What is a Roth 401(k)?
This type of employer-provided retirement account allows the employee to designate Roth contributions of up to $18,000 or $24,000 if 50 or older (reference IRC Section 402(g)) for the 2015 tax year. Similar to a Roth IRA, the contributions are made with after-tax dollars, but appreciate tax-free over time. A key benefit of the Roth 401(K) is that there is no income limit as is the case with a Roth IRA. You can earn $1 million and still be eligible.
How does this compare to a traditional 401(k)?
The contribution limits are both the same, but Roth contributions are taxed now while contributions for a traditional 401(K) are deferred until you withdraw the funds. Thus, it’s generally best for young employees to contribute to a Roth 401(K) when their tax rate is lower than it will be when they eventually withdraw from the account. A traditional 401(K) on the other hand can be more advantageous for individuals that are in a higher tax bracket now than they will be later in life.

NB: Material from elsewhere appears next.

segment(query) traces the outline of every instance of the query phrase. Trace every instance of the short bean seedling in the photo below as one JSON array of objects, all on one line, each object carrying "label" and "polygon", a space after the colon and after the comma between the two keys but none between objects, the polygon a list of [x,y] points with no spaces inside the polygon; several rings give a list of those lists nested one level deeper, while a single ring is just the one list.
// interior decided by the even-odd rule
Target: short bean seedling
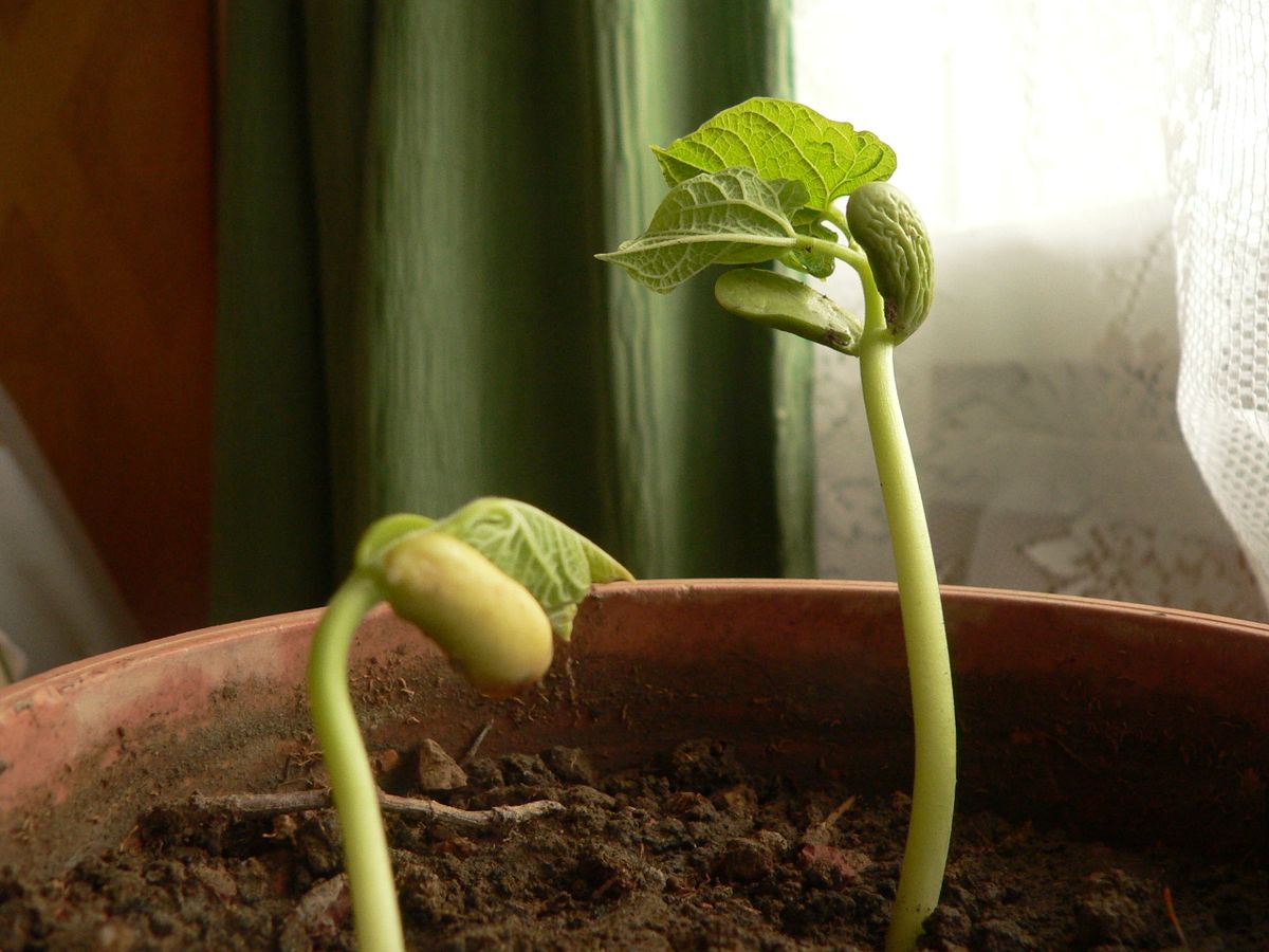
[{"label": "short bean seedling", "polygon": [[387,602],[478,689],[508,696],[546,674],[553,638],[569,638],[590,585],[619,579],[631,574],[593,542],[511,499],[477,499],[439,522],[390,515],[367,529],[313,633],[307,675],[364,952],[397,952],[405,937],[378,787],[348,688],[358,623]]}]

Roth 401(K) contribution can be beneficial for older workers too
There are a number of reasons why even baby boomers may want to consider a Roth 401(K). First, this type of plan provides greater flexibility as you can avoid required minimum withdrawals after age 70 1/2. You would just need to roll over your Roth 401(k) to a Roth IRA. In addition, if you need the monies for an emergency, you will not have to worry about potential large tax liabilities as is the case with a traditional 401(K) plan. Furthermore, it’s important to acknowledge that having tax-free monies when you retire can be very useful as it will not impact the taxability of your Social Security benefits or your Medicare eligibility.